While sitting on the throne today, I was thumbing through a dog-eared copy of "Studio Photography" magazine. Usually, when I'm throne-sitting, I snatch up some rag I've already thumbed through five or six times and search for an article I skipped my first half-dozen times through.
This particular issue had an article titled, "The Business of Referrals." It focused on methods wedding shooters use to develop new business. I'm not a wedding photographer, hence, the article wasn't a priority on my "To Read" list.
The article included a profile of Michael Erdkamp, a wedding shooter. In it, Mr. Erdkamp is quoted as saying, "Professionals miss great images all the time by getting tripped up on calculating the F-stop/shutter-speed thing. It needs to come naturally, like shifting from second to third gear."
This got me to thinking about the importance of becoming automatic when shooting. I believe good shooters go beyond being able to manually and effortlessly change gears as the needs arise: They become like automatic transmissions when it comes to shifting their technical approaches to a shot, i.e., in terms of making those F-stop/shutter-speed decisions and more. In fact, I think good photography comes when shooters can flip-on an internal, auto-pilot switch with all the tech decisions.
I've been around a lot of other shooters in the course of my work. Often, I tend to make instant decisions about photographers I might be observing. First off, I decide whether the shooter, in general, seems to know what they're doing.
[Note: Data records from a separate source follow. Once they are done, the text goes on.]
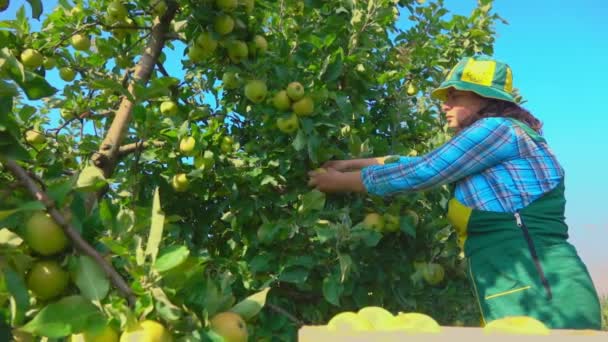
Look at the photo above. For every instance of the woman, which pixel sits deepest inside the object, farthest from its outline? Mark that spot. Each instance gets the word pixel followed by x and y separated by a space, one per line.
pixel 508 201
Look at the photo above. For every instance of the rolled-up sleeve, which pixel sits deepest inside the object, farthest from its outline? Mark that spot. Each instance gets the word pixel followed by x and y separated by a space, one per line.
pixel 486 143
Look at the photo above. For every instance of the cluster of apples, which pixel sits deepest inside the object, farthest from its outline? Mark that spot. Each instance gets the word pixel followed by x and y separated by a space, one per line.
pixel 33 59
pixel 203 160
pixel 387 223
pixel 46 279
pixel 224 23
pixel 292 98
pixel 374 318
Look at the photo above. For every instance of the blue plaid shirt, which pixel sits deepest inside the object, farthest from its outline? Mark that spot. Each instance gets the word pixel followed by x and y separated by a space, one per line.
pixel 495 164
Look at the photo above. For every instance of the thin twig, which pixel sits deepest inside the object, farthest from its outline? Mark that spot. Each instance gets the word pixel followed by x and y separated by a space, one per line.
pixel 138 146
pixel 284 312
pixel 162 69
pixel 78 241
pixel 83 28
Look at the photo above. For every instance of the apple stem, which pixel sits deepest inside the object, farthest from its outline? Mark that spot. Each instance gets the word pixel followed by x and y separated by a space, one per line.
pixel 79 242
pixel 284 312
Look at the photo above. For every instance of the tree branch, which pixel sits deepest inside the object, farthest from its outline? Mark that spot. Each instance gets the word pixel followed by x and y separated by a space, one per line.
pixel 107 156
pixel 284 312
pixel 78 241
pixel 138 146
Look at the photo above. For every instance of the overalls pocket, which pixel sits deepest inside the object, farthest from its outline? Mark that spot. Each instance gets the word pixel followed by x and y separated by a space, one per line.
pixel 505 283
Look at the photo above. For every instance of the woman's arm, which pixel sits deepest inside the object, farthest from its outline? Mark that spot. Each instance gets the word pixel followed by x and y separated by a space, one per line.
pixel 484 144
pixel 336 181
pixel 353 164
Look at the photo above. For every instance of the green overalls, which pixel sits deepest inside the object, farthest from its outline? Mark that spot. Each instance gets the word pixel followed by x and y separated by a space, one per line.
pixel 521 263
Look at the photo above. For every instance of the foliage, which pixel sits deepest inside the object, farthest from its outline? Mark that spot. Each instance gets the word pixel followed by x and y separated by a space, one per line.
pixel 247 220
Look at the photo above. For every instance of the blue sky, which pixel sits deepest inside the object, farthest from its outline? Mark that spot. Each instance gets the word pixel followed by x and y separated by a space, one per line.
pixel 557 50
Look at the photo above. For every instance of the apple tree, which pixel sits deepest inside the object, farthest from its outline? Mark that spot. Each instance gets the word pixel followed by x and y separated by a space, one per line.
pixel 162 176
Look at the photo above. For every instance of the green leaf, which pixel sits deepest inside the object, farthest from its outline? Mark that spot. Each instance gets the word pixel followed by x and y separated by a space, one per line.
pixel 171 258
pixel 313 200
pixel 11 147
pixel 8 89
pixel 156 228
pixel 407 226
pixel 34 86
pixel 334 69
pixel 90 279
pixel 59 191
pixel 261 263
pixel 90 179
pixel 27 206
pixel 165 309
pixel 8 238
pixel 66 316
pixel 16 287
pixel 251 306
pixel 300 141
pixel 346 263
pixel 36 8
pixel 296 275
pixel 332 289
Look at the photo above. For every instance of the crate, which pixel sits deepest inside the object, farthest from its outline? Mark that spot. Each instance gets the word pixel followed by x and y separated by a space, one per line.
pixel 451 334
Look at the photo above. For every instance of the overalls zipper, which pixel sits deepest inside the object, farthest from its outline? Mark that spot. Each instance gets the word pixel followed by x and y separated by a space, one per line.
pixel 539 268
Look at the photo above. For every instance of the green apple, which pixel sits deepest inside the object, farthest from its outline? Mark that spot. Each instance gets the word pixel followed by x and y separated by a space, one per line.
pixel 117 11
pixel 168 108
pixel 237 51
pixel 295 91
pixel 76 11
pixel 206 41
pixel 186 146
pixel 281 101
pixel 43 235
pixel 49 63
pixel 81 42
pixel 227 5
pixel 230 80
pixel 31 58
pixel 200 113
pixel 180 182
pixel 256 90
pixel 196 54
pixel 261 44
pixel 128 27
pixel 249 4
pixel 67 74
pixel 205 162
pixel 35 137
pixel 433 273
pixel 66 114
pixel 223 24
pixel 160 8
pixel 411 89
pixel 374 221
pixel 391 223
pixel 47 279
pixel 3 5
pixel 288 124
pixel 227 144
pixel 304 107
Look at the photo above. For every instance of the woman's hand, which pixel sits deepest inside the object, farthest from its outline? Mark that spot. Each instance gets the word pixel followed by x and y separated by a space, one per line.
pixel 338 165
pixel 331 181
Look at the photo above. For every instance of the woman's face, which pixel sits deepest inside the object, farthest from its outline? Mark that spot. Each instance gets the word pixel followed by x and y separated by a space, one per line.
pixel 459 105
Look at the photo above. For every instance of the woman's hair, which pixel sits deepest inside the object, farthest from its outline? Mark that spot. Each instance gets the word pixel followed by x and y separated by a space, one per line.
pixel 500 108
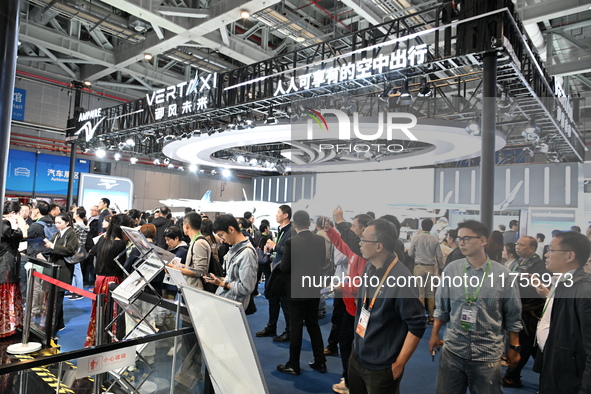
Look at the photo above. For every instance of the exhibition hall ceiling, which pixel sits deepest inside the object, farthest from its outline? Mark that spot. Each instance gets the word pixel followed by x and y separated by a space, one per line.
pixel 131 48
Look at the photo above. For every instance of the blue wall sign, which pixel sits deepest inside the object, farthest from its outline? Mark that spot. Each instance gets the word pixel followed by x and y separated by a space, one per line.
pixel 52 173
pixel 19 97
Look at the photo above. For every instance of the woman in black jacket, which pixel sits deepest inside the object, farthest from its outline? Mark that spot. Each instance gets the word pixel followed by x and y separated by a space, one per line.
pixel 110 247
pixel 64 244
pixel 11 303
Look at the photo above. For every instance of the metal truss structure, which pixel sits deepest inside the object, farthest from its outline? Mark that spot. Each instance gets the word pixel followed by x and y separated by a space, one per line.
pixel 452 69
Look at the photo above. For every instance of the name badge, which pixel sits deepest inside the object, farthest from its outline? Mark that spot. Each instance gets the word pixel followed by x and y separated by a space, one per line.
pixel 468 321
pixel 362 324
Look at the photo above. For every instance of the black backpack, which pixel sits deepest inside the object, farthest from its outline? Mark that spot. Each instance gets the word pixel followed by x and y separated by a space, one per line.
pixel 215 268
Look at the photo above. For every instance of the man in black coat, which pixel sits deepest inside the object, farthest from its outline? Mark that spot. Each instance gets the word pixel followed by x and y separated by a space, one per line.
pixel 301 267
pixel 162 222
pixel 531 306
pixel 274 285
pixel 564 331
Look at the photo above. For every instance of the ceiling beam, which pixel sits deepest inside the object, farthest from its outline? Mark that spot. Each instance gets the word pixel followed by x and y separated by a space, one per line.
pixel 70 46
pixel 366 11
pixel 547 10
pixel 221 14
pixel 570 68
pixel 48 53
pixel 184 12
pixel 148 11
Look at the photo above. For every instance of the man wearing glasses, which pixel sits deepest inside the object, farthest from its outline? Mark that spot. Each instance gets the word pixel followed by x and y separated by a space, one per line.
pixel 390 319
pixel 564 331
pixel 477 310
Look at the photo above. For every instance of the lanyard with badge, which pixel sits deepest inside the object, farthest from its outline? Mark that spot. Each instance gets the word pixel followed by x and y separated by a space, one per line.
pixel 469 310
pixel 365 312
pixel 279 240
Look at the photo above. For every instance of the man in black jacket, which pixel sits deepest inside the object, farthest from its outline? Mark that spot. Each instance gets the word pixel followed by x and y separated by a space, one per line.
pixel 39 213
pixel 161 222
pixel 301 268
pixel 531 307
pixel 274 287
pixel 564 331
pixel 390 319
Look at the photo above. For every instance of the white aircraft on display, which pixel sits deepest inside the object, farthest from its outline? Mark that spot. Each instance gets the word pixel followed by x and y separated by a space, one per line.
pixel 260 209
pixel 445 205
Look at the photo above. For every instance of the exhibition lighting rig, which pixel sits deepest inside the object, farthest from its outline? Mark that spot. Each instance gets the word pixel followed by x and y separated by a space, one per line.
pixel 424 63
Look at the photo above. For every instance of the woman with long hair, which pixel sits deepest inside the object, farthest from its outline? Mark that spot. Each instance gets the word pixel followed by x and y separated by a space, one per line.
pixel 494 246
pixel 109 250
pixel 510 255
pixel 81 228
pixel 11 302
pixel 64 244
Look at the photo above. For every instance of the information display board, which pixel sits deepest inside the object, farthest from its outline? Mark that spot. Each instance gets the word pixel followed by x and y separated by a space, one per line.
pixel 221 327
pixel 29 172
pixel 93 187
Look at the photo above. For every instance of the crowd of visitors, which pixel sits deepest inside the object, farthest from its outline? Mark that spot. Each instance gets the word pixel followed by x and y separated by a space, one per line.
pixel 518 296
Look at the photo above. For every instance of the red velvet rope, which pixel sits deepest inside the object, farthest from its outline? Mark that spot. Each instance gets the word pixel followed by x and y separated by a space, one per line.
pixel 65 286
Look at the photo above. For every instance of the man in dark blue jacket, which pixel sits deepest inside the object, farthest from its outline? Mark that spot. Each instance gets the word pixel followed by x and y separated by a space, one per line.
pixel 564 331
pixel 274 286
pixel 390 319
pixel 301 267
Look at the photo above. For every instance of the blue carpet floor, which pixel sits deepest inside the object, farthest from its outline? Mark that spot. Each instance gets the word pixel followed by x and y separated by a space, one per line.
pixel 419 375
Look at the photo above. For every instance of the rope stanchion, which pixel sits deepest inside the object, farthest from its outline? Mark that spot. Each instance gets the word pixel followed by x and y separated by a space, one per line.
pixel 25 346
pixel 65 286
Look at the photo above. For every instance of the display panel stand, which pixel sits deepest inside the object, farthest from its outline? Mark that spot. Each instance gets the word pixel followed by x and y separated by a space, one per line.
pixel 225 339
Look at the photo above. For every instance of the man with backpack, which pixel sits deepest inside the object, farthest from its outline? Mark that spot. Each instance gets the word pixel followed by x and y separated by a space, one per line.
pixel 42 228
pixel 199 254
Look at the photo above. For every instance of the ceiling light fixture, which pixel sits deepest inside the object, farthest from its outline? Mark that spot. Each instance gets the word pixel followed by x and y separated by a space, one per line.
pixel 299 37
pixel 385 95
pixel 528 151
pixel 271 119
pixel 425 90
pixel 405 97
pixel 474 127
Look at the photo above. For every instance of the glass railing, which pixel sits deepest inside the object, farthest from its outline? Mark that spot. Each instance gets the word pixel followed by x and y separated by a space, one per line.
pixel 168 362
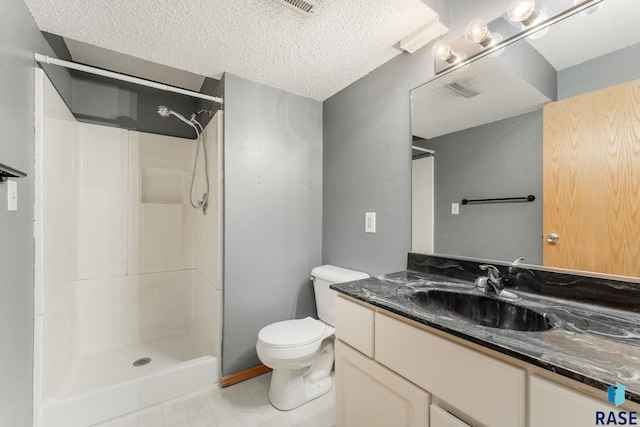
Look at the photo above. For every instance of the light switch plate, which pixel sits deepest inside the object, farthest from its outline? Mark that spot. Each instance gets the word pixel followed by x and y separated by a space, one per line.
pixel 370 222
pixel 12 195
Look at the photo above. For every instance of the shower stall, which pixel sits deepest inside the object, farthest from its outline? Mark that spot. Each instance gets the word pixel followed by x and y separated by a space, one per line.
pixel 128 273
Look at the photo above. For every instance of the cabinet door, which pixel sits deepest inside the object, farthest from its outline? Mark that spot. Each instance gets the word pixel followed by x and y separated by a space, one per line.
pixel 368 394
pixel 479 386
pixel 552 404
pixel 442 418
pixel 354 325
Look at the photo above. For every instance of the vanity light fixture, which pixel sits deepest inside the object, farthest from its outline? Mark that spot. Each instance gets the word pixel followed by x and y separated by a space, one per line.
pixel 589 10
pixel 444 52
pixel 477 31
pixel 525 13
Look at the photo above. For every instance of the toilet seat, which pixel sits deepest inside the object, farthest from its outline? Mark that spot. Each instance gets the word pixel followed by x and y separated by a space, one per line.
pixel 292 333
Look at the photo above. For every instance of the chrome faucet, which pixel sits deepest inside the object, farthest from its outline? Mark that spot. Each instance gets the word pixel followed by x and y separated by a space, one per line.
pixel 491 284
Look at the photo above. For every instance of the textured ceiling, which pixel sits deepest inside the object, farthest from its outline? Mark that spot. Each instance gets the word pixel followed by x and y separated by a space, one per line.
pixel 314 56
pixel 573 41
pixel 502 94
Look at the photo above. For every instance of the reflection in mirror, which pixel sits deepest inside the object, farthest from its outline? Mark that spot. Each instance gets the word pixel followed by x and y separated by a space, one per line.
pixel 504 126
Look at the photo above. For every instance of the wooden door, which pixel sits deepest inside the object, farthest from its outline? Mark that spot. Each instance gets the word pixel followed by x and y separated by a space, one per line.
pixel 592 181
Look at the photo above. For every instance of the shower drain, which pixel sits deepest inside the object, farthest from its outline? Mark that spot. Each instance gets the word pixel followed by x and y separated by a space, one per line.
pixel 141 362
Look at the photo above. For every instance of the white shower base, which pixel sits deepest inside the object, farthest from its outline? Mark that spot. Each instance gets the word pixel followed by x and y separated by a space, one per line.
pixel 105 385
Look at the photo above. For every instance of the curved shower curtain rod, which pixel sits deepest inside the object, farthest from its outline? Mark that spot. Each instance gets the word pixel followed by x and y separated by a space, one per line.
pixel 123 77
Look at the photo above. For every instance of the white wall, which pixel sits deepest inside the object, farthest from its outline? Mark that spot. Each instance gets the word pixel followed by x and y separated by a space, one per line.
pixel 422 205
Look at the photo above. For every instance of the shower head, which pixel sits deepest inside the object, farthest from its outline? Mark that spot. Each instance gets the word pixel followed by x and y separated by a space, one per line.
pixel 164 111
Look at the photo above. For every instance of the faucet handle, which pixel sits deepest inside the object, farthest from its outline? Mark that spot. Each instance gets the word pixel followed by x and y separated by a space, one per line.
pixel 492 272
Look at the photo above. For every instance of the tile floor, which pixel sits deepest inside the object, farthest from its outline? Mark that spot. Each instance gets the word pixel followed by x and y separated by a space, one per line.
pixel 241 405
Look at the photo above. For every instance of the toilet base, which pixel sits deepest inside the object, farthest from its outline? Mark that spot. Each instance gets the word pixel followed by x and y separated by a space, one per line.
pixel 291 388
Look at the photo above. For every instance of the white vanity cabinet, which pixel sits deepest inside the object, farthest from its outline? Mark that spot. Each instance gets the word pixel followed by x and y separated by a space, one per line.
pixel 482 389
pixel 442 418
pixel 392 372
pixel 368 394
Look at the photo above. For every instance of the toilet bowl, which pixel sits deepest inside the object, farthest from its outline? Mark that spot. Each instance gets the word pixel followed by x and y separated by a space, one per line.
pixel 301 351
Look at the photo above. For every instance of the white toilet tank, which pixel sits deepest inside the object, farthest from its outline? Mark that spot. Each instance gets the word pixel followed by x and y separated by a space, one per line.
pixel 324 276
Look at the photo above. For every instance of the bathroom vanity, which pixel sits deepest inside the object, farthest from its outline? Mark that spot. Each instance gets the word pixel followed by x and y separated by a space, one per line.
pixel 400 362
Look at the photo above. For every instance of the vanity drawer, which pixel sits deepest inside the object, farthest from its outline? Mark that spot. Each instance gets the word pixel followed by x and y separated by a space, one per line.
pixel 354 325
pixel 480 387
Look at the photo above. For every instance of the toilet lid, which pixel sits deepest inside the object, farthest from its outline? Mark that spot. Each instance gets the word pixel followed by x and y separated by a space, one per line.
pixel 292 333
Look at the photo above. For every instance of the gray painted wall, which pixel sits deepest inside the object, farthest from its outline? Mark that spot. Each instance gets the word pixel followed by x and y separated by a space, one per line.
pixel 614 68
pixel 272 212
pixel 499 159
pixel 19 38
pixel 367 156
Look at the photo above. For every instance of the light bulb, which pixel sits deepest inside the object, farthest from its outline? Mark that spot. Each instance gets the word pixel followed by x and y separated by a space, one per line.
pixel 444 52
pixel 590 9
pixel 523 11
pixel 478 32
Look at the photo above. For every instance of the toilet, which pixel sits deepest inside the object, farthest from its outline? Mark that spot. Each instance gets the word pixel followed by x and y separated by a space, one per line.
pixel 300 351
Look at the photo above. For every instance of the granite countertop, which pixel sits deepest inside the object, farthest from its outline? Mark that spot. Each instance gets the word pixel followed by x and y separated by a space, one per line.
pixel 595 345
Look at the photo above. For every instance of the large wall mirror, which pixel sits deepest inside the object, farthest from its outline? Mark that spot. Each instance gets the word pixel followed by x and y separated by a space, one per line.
pixel 556 117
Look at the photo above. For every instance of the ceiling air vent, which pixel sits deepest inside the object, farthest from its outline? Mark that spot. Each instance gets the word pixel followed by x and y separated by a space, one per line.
pixel 461 90
pixel 305 7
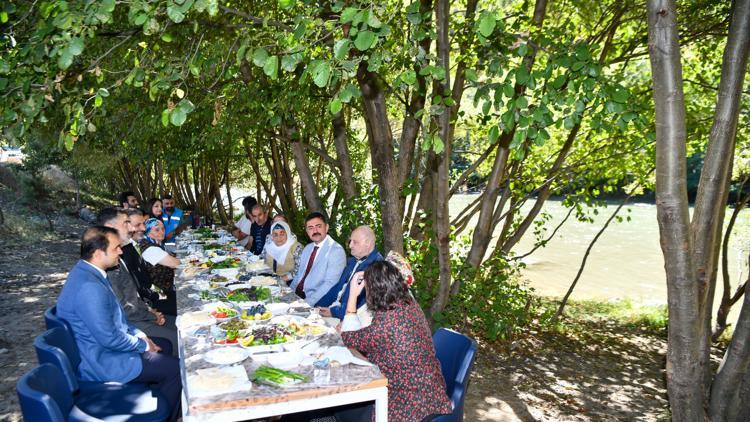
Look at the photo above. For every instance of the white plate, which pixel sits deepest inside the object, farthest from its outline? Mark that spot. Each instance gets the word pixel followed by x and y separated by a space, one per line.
pixel 225 355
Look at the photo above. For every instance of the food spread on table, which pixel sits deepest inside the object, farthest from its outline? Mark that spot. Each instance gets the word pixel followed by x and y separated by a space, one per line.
pixel 252 322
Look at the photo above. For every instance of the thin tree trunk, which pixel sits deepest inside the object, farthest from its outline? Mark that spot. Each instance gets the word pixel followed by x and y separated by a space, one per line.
pixel 381 150
pixel 708 216
pixel 726 301
pixel 305 175
pixel 483 231
pixel 684 374
pixel 342 156
pixel 442 180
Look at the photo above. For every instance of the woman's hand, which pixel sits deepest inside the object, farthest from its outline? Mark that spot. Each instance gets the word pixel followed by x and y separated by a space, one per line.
pixel 358 284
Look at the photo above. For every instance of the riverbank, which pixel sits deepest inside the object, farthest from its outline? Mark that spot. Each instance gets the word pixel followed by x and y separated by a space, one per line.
pixel 602 363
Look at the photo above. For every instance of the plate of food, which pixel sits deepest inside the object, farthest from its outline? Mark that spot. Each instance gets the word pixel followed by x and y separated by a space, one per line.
pixel 266 335
pixel 225 355
pixel 256 312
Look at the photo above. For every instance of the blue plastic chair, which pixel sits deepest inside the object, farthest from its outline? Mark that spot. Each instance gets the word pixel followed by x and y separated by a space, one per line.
pixel 456 353
pixel 44 396
pixel 103 400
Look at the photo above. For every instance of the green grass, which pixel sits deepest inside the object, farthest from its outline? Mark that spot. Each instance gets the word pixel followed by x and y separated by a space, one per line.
pixel 624 313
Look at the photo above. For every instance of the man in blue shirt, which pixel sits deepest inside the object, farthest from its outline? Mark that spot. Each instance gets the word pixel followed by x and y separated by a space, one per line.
pixel 321 263
pixel 111 349
pixel 172 218
pixel 362 246
pixel 259 230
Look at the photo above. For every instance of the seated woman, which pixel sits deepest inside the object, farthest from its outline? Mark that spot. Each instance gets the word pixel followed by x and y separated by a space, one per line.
pixel 159 262
pixel 399 342
pixel 153 208
pixel 283 252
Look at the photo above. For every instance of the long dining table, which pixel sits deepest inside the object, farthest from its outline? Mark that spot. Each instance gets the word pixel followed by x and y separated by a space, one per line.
pixel 226 391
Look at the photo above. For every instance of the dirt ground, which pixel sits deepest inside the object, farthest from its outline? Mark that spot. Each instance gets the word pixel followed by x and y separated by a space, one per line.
pixel 610 374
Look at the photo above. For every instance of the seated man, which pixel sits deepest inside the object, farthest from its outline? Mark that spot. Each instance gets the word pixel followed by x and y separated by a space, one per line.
pixel 172 218
pixel 321 264
pixel 362 245
pixel 259 230
pixel 137 303
pixel 242 227
pixel 111 349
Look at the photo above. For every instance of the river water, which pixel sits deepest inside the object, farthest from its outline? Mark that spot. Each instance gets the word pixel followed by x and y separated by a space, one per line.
pixel 625 263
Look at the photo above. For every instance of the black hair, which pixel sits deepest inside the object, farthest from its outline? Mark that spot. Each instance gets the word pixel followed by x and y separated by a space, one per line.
pixel 150 205
pixel 123 198
pixel 385 286
pixel 108 215
pixel 249 202
pixel 133 211
pixel 95 239
pixel 316 214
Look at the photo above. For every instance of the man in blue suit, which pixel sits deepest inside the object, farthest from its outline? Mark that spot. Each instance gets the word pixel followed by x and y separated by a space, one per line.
pixel 321 263
pixel 362 246
pixel 111 349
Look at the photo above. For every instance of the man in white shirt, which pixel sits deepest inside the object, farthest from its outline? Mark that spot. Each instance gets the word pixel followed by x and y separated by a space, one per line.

If I decide they are practically clueless, I usually quit observing them unless it becomes entertaining in a comical way. Okay, maybe I'm sounding a bit smug and arrogant here, but there's something I find amusing while watching a shooter try his or her best to figure out what they're doing as some model stands in the lights, fidgeting, rolling her eyes about, and generally getting more than a little impatient. (Believe it or not, nearly clueless photographers sometimes manage to score paid gigs.)
If I decide the shooter knows what they're doing, I'll watch them work. (If time permits.) Mainly, I'm hoping to learn something while observing them. I also make some further decisions about the shooter. And one of those decisions is about the shooter's apparent comfort level and knowledge of their gear.
From my observations, entirely un-scientific I might add, the best shooters are those that seem to go on auto-pilot when it comes to making those pesky tech decisions or in the operation of their gear. This, of course, allows them to spend nearly all of their time interacting with the model.
The best way to reach this auto-pilot comfort level is to shoot, shoot, and shoot some more! It's also accomplished by taking the time, when you're not shooting, to learn, learn, and learn some more! From where I sit, it seems the best shooters are those who live and breathe this photography stuff. They are photographers who know their stuff so well they seem hardly to be paying attention to it. That's not to say, of course, that they're not paying attention to the technical details of capturing good images, it just seems that way to those observing them.